- Classifiers: A typology of noun categorization devices by Alexandra Y. Aikhenvald
The book under review is the most thorough attempt to date on noun categorization devices. It surveys about 500 languages, which the author claims is one-tenth of all languages (pp. 5; 435). (A more accurate figure, following Peter Ladefoged’s estimate, is approximately 7,000.) The reader will find it user-friendly as a reference (the preface [ix] states that it can also serve as a textbook, a difficult task indeed) since it contains the complete list of the languages, language families, linguistic areas, and protolanguages used (489–507).
The author, a student of the prolific Russian linguist Igor Mikhailovich Diakonoff (d. 1999) and a Research Fellow at the Institute of Oriental Studies of the Academy of Sciences of the USSR from 1980 to 1989, began her career working on Afroasiatic (PhD on Berber). After moving to Brazil, where she was Professor of Linguistics at the Federal University of Santa Catarina, she began researching Amazonian languages, so it is not surprising to see many examples in the present work based on her South American fieldwork, in addition to Papua New Guinean languages, her current specialization.
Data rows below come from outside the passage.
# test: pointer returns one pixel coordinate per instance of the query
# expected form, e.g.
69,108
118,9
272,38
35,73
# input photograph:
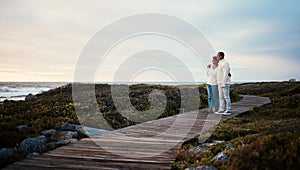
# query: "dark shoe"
227,113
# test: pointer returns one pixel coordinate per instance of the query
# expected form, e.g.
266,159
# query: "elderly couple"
218,85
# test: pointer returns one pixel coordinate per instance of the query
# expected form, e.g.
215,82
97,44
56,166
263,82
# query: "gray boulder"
49,133
229,146
222,156
67,127
34,154
30,96
6,152
197,149
63,135
215,142
54,145
22,127
203,167
31,145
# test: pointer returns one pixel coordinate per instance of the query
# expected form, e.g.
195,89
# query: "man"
224,81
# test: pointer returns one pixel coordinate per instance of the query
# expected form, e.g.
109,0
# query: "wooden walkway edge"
150,145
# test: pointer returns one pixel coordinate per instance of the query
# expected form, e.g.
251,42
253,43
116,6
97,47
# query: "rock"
92,132
229,146
31,145
30,96
197,149
22,127
215,142
63,135
54,145
49,133
66,127
222,156
34,154
6,152
203,167
71,134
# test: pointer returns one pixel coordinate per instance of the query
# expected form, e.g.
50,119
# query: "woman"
212,86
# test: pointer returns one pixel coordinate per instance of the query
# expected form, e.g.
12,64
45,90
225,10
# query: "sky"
43,40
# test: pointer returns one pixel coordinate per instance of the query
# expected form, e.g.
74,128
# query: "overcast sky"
42,40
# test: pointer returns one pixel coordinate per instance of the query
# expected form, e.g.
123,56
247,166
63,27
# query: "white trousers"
224,96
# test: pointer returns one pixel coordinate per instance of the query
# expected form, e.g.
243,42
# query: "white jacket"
222,73
212,76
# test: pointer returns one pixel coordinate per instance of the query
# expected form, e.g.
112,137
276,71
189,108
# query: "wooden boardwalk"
151,145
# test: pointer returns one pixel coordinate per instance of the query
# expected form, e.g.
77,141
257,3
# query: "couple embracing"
218,85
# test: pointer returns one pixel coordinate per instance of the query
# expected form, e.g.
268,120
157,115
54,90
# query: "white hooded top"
222,73
212,76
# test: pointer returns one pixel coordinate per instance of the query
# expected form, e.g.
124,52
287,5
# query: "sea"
19,90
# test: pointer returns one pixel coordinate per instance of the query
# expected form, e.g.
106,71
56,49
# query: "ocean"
19,90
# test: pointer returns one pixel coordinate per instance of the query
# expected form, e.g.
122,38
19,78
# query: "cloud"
42,40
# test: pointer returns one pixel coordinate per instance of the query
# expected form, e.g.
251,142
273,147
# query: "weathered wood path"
150,145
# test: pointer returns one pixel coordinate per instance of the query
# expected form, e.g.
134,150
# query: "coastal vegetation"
267,137
56,107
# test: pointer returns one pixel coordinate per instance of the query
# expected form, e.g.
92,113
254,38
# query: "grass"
267,137
56,107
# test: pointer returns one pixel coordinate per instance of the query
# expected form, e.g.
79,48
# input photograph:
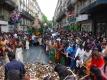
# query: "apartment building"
93,15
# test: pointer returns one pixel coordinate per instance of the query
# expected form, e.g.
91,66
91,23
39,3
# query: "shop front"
4,27
84,22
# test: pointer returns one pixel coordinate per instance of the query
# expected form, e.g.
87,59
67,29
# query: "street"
35,54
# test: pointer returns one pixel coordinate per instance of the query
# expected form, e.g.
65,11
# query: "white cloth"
27,44
19,55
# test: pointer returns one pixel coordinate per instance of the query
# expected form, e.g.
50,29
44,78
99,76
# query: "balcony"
11,3
94,6
27,15
70,3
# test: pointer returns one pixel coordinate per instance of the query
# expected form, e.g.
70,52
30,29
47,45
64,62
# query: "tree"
44,19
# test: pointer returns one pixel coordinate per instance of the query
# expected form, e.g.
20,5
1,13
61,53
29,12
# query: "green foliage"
44,19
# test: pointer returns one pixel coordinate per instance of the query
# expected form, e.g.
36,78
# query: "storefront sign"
82,18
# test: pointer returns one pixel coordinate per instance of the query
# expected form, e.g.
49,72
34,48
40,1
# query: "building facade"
29,9
90,14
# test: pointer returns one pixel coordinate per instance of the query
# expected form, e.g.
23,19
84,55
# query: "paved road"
35,54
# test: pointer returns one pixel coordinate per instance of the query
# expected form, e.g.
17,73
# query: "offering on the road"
39,71
2,73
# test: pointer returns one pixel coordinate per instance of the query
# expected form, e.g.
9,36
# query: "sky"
48,7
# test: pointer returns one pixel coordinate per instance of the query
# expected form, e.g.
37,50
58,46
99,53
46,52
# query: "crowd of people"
12,47
83,52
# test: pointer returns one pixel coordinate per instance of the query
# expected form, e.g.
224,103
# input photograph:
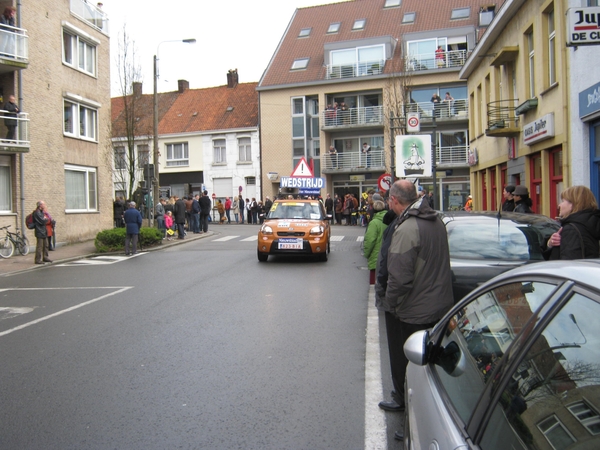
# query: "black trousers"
397,333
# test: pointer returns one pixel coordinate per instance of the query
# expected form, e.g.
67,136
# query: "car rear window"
487,239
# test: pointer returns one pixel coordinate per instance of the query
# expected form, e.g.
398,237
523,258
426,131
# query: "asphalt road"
198,346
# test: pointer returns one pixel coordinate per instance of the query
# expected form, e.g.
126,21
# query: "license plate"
290,244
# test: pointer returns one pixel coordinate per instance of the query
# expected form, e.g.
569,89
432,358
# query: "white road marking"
64,311
226,238
375,426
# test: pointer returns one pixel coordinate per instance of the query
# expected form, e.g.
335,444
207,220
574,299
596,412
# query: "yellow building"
55,61
518,88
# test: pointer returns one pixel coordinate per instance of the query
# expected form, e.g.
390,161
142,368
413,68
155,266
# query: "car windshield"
295,210
488,238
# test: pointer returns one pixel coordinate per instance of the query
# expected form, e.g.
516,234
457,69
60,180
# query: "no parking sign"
413,124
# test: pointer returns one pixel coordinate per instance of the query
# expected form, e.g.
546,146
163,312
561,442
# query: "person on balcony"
10,118
440,57
7,23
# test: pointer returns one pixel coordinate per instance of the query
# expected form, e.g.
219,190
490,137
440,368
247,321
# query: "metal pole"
155,181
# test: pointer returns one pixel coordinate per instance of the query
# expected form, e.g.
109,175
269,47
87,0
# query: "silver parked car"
514,365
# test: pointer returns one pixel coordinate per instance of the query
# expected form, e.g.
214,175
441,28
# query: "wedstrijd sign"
541,129
583,26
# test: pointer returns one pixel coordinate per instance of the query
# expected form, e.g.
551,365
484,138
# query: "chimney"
137,89
183,85
232,78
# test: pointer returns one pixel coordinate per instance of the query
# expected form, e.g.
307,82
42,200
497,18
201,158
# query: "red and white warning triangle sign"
303,170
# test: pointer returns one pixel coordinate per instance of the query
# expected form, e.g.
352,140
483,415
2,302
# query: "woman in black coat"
580,226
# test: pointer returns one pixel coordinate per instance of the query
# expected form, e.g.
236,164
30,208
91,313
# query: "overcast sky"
234,34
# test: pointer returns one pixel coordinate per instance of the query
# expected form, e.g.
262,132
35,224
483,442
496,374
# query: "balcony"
353,162
456,109
502,118
14,49
358,69
453,59
370,116
451,157
91,14
20,139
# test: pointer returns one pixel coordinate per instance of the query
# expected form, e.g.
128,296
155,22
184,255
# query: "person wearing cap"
469,203
522,201
133,223
509,201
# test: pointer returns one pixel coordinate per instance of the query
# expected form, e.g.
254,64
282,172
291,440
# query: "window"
359,24
143,155
177,155
334,27
460,13
588,417
304,32
81,189
87,121
245,148
5,185
551,48
301,63
120,158
219,151
79,53
409,17
531,63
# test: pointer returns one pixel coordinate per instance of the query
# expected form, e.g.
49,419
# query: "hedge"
113,240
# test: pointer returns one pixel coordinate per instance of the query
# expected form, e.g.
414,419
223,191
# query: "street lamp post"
156,182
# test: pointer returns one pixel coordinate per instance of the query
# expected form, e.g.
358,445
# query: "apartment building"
55,61
524,87
207,139
346,75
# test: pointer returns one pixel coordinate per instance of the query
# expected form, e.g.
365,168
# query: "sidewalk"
70,252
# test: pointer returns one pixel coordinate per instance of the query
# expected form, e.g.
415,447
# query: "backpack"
29,222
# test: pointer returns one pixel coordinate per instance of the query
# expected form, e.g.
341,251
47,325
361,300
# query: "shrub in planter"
113,240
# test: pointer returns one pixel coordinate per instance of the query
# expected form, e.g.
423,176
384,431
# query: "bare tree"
130,127
397,99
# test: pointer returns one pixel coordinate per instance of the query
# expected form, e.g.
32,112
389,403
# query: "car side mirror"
415,348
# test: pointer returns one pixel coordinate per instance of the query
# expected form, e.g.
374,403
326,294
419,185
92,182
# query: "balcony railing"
455,156
355,70
431,61
353,161
14,44
369,115
503,120
91,14
453,109
14,131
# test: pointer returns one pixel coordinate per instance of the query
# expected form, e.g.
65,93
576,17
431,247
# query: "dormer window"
409,18
301,63
333,27
359,24
392,3
461,13
304,32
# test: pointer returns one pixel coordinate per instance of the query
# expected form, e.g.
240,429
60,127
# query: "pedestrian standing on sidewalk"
41,234
133,223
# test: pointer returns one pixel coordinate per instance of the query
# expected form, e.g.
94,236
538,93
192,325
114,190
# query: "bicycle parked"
12,240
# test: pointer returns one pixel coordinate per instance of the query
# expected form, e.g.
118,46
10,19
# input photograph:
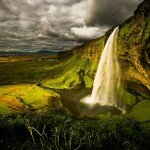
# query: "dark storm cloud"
109,12
56,24
35,24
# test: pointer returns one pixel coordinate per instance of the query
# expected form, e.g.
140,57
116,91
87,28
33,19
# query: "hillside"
133,50
79,69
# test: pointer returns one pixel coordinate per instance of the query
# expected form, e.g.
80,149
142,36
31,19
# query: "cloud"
87,33
106,12
33,24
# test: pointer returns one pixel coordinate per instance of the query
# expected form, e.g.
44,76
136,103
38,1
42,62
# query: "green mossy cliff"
133,52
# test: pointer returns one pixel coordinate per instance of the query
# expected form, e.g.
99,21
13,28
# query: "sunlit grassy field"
17,98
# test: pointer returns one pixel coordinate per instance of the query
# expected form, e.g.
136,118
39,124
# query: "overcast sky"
32,25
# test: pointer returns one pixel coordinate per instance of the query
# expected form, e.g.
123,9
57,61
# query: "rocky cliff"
133,51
The author unquestionably assembled a phenomenal amount of information. Consequently, she had perforce to rely on numerous written sources, and, inadvertently, errors crept in. For instance, in checking references to Arabic (509), I found that the information given as supposedly occurring on p. 121, in fact, appears on p. 120. Aikhenvald states (quoting Joseph H. Greenberg [On language: Selected writings of Joseph H. Greenberg, ed. by K. Denning and S. Kemmer, Stanford: Stanford University Press, 1990]) that ‘numeral classifiers are emerging (emphasis mine) in Omani Zanzibar and in the Egyptian variety of Arabic’ (120). She was evidently unaware that Greenberg cites data from an 1894 source (listed in his bibliography) for the Omani-Zanzibarian Arabic dialect which, in fact, no longer even exists. In another instance, we read that in American English, a ‘beautiful flower’ is pronominalized as ‘she’ and an ‘ugly cactus’ as ‘he’, but this seems far-fetched to me (346). On yet another occasion, we read that ‘in Chinese, the personal pronoun ta can only be used with human referents’ (439), but this is not so (see Comprehensive Chinese-English dictionary, Shanghai: Shanghai Foreign Language Instruction Publication Society, 1991:851).
Let me now specifically address the social and cultural parameters of classifiers (340–51 and passim). A opines, correctly in my view, that they are ‘the easiest to immediately connect with extralinguistic phenomena—either of physical environment, or of culture’ (340). They certainly do provide insight into a speaker’s Weltanschauung. Yet I wonder if she is correct in stating that in a language with a large set of numeral classifiers, the variation encountered depends on the ‘competence’ of the native speaker (98). She reports that Japanese has several hundred numeral classifiers; however, speakers typically use only about 38 (106). From my perspective, this has nothing to do with competence; rather, this is analogous to one’s knowledge of technical vocabulary or jargon. Beyond this, it must be said that the volume is not as carefully edited as one would like, containing various minor stylistic and spelling errors.
Several areas explored in this book are worthy of further investigation. First, what are the overall ramifications of cultural change influencing linguistic change, for example, the Khmer Rouge’s abolition of the honorific classifiers in Cambodia (347)? Second, why do isolating languages tend to have many more classifiers than nonisolating ones? Third, why are numeral classifiers so prevalent in Southeast Asia and so rare in Africa? And fourth, what are the linguistic parallels to the classifier (handshape) situation in sign languages?